Cervical cancer

Cervical cancer


The government’s plan to encourage vaccination against cervical cancer is a positive step.


GS-02 (Health)

Key Highlights

  • Cervical cancer is closely linked to HPV infection and is a leading cause of cancer-related deaths among women in India.
  • Screening for cervical cancer is essential for early detection and treatment.
  • Simple diagnostic tests like VIA and VILI, along with cryotherapy, can significantly reduce mortality rates.
  • A comprehensive national cervical cancer control program must include both vaccination and screening components.

Cervical cancer:

  • Cervical cancer, prevalent in a woman’s cervix, ranks as the fourth most common cancer among women worldwide and the second most common in India.
  • India shoulders a substantial burden of global cervical cancer cases, with nearly a quarter of all deaths attributed to this disease. Almost all cervical cancer cases stem from high-risk HPV infection, transmitted primarily through sexual contact.
  • Early vaccination, ideally before initial sexual activity, proves highly effective against cervical cancer. Moreover, with effective primary (vaccination) and secondary (screening and treatment of precancerous lesions) prevention strategies, the majority of cervical cancer cases can be averted.
  • While cervical cancer is treatable if detected early, even late-stage diagnoses can be managed with proper treatment and palliative care. Adopting a comprehensive approach encompassing prevention, screening, and treatment can pave the way for the elimination of cervical cancer as a public health threat within a generation.


  • CERVAVAC, India’s pioneering quadrivalent human papillomavirus (qHPV) vaccine, targets four strains of the virus: Type 6, Type 11, Type 16, and Type 18.
  • This vaccine triggers an immune response against these four antigens, akin to the Hepatitis B vaccination, using Virus-Like Particles (VLP).
  • Having received approval from the Drugs Controller General of India and the government advisory panel NTAGI, CERVAVAC holds promise in combating cervical cancer. If integrated into national HPV vaccination efforts and made available at an affordable price, it could significantly contribute to cervical cancer elimination.
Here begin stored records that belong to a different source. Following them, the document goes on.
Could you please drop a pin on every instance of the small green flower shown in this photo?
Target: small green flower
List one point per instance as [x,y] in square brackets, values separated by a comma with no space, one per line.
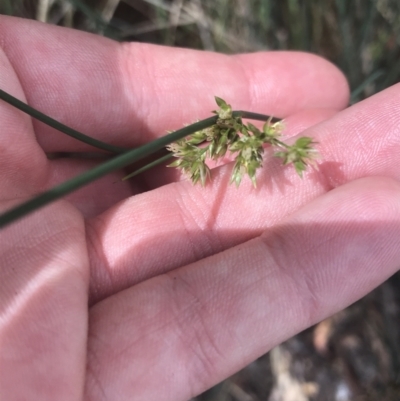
[245,141]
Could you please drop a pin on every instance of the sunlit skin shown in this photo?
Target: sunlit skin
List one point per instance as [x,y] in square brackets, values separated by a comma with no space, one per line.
[155,289]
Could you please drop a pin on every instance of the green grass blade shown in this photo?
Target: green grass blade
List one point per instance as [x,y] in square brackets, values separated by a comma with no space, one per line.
[116,163]
[59,126]
[148,166]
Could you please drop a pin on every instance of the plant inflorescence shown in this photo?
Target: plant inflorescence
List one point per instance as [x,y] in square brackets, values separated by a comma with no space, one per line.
[245,141]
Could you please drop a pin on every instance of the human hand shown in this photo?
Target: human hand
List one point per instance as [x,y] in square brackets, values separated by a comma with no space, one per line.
[186,284]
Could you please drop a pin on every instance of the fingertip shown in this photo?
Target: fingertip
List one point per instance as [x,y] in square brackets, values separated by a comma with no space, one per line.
[292,81]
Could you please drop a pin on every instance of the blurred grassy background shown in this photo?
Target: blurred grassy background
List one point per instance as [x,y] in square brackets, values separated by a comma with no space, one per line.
[361,36]
[354,355]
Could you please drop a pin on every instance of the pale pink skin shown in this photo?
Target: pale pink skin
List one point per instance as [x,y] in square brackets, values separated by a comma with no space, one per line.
[186,284]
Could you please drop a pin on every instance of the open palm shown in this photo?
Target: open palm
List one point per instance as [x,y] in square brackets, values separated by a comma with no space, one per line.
[154,289]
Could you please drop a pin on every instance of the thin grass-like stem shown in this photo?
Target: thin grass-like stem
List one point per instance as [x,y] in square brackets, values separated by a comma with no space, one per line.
[114,164]
[59,126]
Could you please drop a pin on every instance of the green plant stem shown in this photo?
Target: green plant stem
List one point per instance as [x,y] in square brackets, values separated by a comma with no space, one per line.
[116,163]
[148,166]
[59,126]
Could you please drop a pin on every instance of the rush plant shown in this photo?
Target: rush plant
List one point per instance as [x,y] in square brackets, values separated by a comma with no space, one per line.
[192,146]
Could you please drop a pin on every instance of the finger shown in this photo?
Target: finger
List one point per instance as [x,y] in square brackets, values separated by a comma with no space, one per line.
[158,231]
[22,161]
[130,93]
[196,325]
[43,306]
[295,124]
[196,222]
[96,197]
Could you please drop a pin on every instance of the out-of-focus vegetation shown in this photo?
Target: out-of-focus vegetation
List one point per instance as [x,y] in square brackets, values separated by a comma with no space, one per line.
[355,355]
[361,36]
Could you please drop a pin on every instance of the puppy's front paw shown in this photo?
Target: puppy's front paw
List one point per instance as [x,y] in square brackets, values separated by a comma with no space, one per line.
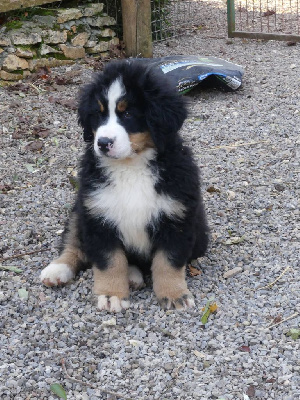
[136,280]
[182,302]
[112,303]
[56,275]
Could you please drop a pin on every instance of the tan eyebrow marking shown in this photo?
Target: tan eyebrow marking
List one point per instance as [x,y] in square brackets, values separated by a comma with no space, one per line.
[122,105]
[101,106]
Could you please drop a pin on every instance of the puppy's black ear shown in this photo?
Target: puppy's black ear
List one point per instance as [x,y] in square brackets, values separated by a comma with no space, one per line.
[84,113]
[165,110]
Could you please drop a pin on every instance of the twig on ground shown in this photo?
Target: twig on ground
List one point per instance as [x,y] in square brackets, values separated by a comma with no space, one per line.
[276,280]
[36,88]
[284,320]
[70,378]
[233,146]
[23,254]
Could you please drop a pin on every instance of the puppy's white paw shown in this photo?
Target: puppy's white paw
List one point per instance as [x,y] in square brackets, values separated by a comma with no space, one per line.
[136,280]
[56,274]
[180,303]
[112,303]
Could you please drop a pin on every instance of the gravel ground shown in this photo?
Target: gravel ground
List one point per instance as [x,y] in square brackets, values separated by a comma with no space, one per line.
[247,144]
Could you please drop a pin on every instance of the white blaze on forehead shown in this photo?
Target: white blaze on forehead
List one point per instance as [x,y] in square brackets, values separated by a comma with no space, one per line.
[114,93]
[113,128]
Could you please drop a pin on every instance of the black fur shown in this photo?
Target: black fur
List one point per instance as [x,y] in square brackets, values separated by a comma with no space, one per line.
[158,108]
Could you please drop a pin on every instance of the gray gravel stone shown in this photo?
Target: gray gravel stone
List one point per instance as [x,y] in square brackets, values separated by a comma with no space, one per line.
[150,354]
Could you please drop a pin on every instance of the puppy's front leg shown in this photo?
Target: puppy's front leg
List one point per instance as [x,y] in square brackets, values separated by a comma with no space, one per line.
[169,283]
[112,283]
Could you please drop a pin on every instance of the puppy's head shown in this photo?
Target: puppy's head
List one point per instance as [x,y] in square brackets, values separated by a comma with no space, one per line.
[128,109]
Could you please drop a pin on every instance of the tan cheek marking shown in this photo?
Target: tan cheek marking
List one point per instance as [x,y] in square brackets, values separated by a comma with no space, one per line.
[114,280]
[101,106]
[122,105]
[141,141]
[168,282]
[72,255]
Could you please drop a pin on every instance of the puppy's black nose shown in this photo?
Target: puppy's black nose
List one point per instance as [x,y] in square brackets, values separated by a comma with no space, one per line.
[105,144]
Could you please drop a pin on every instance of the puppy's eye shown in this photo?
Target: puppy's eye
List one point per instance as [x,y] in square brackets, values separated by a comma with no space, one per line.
[127,114]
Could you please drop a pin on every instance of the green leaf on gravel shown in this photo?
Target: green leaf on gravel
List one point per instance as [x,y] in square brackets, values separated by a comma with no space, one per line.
[207,310]
[58,390]
[294,334]
[23,294]
[235,240]
[29,167]
[74,182]
[11,268]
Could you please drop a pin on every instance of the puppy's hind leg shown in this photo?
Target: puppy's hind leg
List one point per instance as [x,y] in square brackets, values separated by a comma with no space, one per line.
[61,270]
[111,283]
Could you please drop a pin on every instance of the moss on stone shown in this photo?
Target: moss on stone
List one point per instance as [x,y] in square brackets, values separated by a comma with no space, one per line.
[56,56]
[10,25]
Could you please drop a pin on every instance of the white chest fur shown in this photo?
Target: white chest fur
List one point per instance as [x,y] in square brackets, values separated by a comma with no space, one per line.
[130,202]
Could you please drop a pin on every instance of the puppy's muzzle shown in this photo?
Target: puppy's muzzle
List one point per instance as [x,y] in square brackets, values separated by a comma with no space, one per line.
[105,144]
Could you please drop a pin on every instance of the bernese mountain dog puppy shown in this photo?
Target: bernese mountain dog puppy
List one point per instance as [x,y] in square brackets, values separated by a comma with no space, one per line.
[138,207]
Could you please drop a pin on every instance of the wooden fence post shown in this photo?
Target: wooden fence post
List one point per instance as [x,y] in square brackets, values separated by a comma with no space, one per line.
[137,34]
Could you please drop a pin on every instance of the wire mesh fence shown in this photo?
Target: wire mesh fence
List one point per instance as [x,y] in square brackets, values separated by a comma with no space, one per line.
[171,18]
[277,19]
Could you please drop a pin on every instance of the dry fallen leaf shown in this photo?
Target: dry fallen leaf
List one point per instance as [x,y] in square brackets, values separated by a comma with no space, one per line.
[37,145]
[194,271]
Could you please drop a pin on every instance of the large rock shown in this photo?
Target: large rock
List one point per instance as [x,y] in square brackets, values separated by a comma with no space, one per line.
[68,15]
[93,9]
[45,49]
[100,21]
[8,76]
[99,48]
[44,20]
[107,32]
[80,39]
[5,41]
[102,46]
[25,38]
[55,37]
[14,63]
[24,53]
[47,62]
[72,52]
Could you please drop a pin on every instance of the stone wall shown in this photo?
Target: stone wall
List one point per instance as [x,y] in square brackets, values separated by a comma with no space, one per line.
[54,37]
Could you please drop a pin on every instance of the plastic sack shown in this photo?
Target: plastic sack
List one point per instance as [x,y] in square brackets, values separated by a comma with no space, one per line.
[187,72]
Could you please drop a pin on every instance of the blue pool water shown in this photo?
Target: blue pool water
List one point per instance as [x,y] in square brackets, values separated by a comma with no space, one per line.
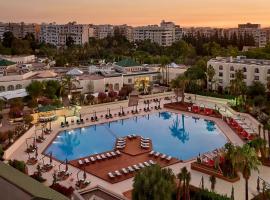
[180,136]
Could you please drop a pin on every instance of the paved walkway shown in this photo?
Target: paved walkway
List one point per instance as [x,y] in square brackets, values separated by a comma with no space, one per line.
[221,186]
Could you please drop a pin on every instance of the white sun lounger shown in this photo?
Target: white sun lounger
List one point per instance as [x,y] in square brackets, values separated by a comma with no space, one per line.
[141,165]
[163,156]
[130,169]
[98,157]
[113,154]
[110,174]
[80,162]
[108,155]
[120,147]
[86,160]
[146,164]
[124,170]
[118,152]
[117,173]
[92,159]
[136,167]
[157,154]
[169,158]
[152,162]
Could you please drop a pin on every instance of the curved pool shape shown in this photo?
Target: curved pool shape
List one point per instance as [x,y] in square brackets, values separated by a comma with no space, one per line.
[180,136]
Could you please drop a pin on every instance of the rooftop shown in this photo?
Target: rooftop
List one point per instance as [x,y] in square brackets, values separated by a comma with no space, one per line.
[241,60]
[4,62]
[127,63]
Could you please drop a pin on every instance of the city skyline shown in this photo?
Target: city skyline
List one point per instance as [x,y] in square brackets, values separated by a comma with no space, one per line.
[185,13]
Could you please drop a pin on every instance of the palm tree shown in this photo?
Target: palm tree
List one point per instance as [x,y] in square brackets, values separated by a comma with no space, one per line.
[246,161]
[213,181]
[184,176]
[179,85]
[238,86]
[67,83]
[210,75]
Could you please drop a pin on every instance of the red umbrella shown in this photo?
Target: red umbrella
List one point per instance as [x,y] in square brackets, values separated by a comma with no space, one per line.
[51,158]
[66,165]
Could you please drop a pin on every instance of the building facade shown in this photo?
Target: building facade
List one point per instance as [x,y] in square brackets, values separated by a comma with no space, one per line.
[225,68]
[164,35]
[57,34]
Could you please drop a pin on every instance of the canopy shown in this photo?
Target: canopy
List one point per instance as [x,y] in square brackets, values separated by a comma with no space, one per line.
[13,94]
[47,74]
[75,72]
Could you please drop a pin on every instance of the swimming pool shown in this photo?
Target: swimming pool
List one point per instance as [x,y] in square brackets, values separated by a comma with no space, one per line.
[180,136]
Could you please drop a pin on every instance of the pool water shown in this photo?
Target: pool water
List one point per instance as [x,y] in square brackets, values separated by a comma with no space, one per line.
[180,136]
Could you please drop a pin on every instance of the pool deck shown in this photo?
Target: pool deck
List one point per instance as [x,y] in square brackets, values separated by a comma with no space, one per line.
[131,155]
[222,187]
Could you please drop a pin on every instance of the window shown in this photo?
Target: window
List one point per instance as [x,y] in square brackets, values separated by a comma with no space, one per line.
[2,88]
[18,86]
[116,86]
[10,87]
[257,70]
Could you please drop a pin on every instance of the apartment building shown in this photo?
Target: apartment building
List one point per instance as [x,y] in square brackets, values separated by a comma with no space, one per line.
[19,30]
[256,31]
[165,34]
[225,68]
[57,34]
[103,31]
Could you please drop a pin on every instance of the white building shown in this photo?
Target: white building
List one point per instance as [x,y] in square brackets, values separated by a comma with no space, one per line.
[57,34]
[165,34]
[225,68]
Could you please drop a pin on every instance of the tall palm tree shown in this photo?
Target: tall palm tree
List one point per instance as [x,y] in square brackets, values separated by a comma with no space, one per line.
[67,84]
[179,85]
[246,161]
[210,75]
[238,86]
[185,176]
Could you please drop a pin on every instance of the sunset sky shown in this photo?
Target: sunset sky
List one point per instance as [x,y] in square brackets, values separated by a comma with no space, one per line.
[218,13]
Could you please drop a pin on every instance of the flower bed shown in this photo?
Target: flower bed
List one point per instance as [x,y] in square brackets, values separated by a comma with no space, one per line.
[211,171]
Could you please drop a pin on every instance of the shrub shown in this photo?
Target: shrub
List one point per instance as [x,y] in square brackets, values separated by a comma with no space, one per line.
[207,195]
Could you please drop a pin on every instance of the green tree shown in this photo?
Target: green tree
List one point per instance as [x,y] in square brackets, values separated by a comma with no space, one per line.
[246,160]
[8,38]
[35,89]
[210,75]
[153,183]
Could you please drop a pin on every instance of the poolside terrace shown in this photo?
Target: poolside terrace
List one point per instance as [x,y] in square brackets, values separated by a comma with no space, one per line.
[132,154]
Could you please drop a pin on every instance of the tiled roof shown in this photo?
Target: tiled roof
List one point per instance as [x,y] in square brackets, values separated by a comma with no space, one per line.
[6,62]
[127,63]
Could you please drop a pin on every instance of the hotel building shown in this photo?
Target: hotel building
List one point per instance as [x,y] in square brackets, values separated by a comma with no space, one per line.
[57,34]
[253,70]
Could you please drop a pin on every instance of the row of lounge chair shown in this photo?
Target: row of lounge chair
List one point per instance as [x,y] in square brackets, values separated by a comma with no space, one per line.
[121,143]
[145,143]
[131,169]
[99,157]
[198,109]
[241,128]
[162,156]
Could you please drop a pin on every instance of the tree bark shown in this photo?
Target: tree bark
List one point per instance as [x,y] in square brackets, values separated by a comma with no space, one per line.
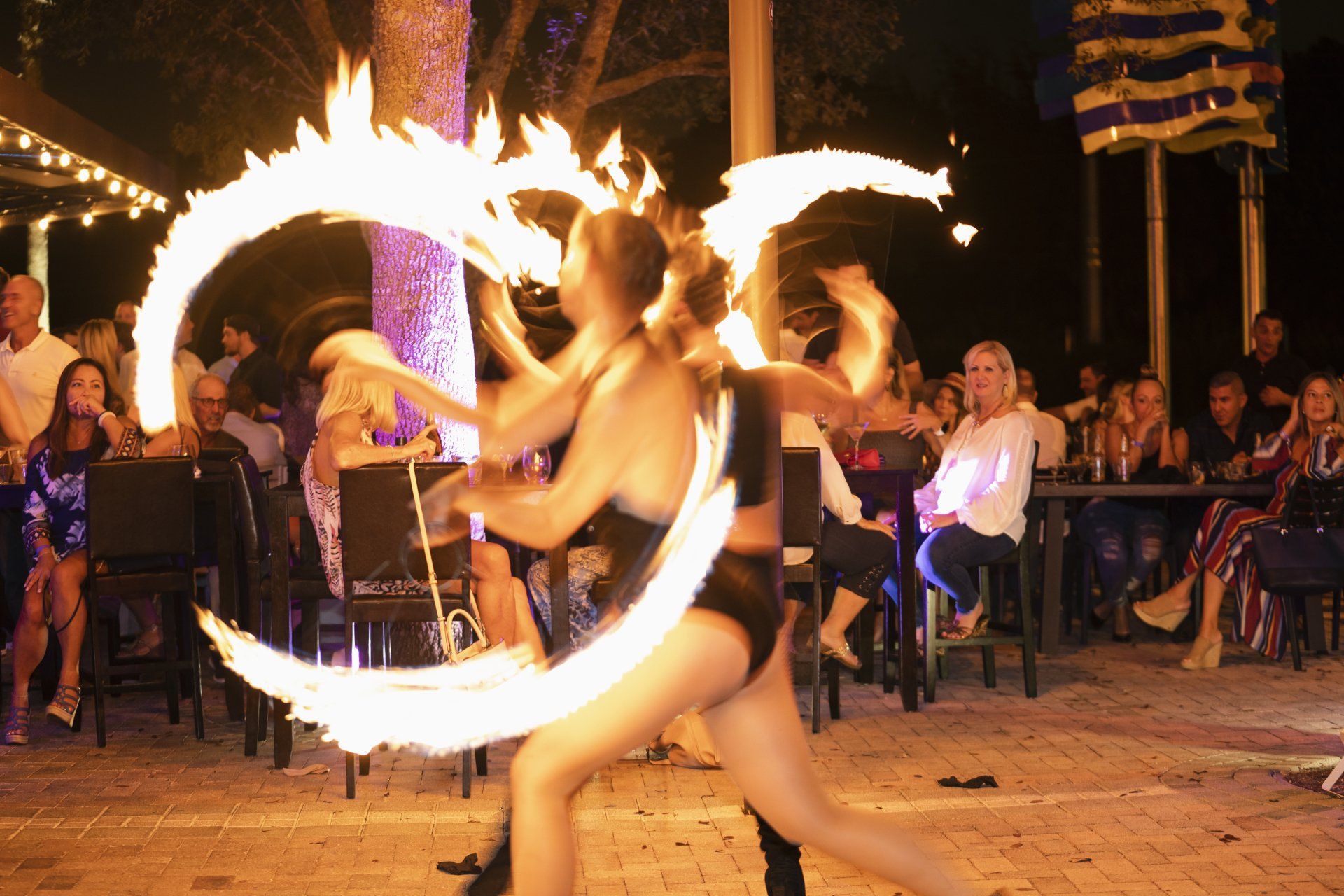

Understanding the Challenge

  • Cervical cancer poses a significant public health challenge in India, being the second leading cause of cancer-related deaths among women.
  • The disease is primarily caused by human papillomavirus (HPV) infection, transmitted through sexual contact.
  • While vaccination against HPV is a crucial preventive measure, it alone may not suffice to address the burden of cervical cancer due to the limited reach and effectiveness of vaccination programs.

Way Forward:

  • Comprehensive Control Program: To effectively address the challenge of cervical cancer, a comprehensive national control program is imperative. This program should encompass both vaccination and screening components, ensuring that women of all ages and socio-economic backgrounds have access to preventive and diagnostic services. By integrating vaccination, screening, and treatment services, the government can maximize the impact of its efforts and significantly reduce the burden of cervical cancer in India.
  • Ensuring Accessibility: Accessibility is key to the success of any public health program. Therefore, efforts must be made to ensure that cervical cancer control services are readily available and easily accessible to all women, regardless of their age, education, or socio-economic status. This may require strengthening primary health care infrastructure and implementing outreach programs to reach remote and marginalized communities.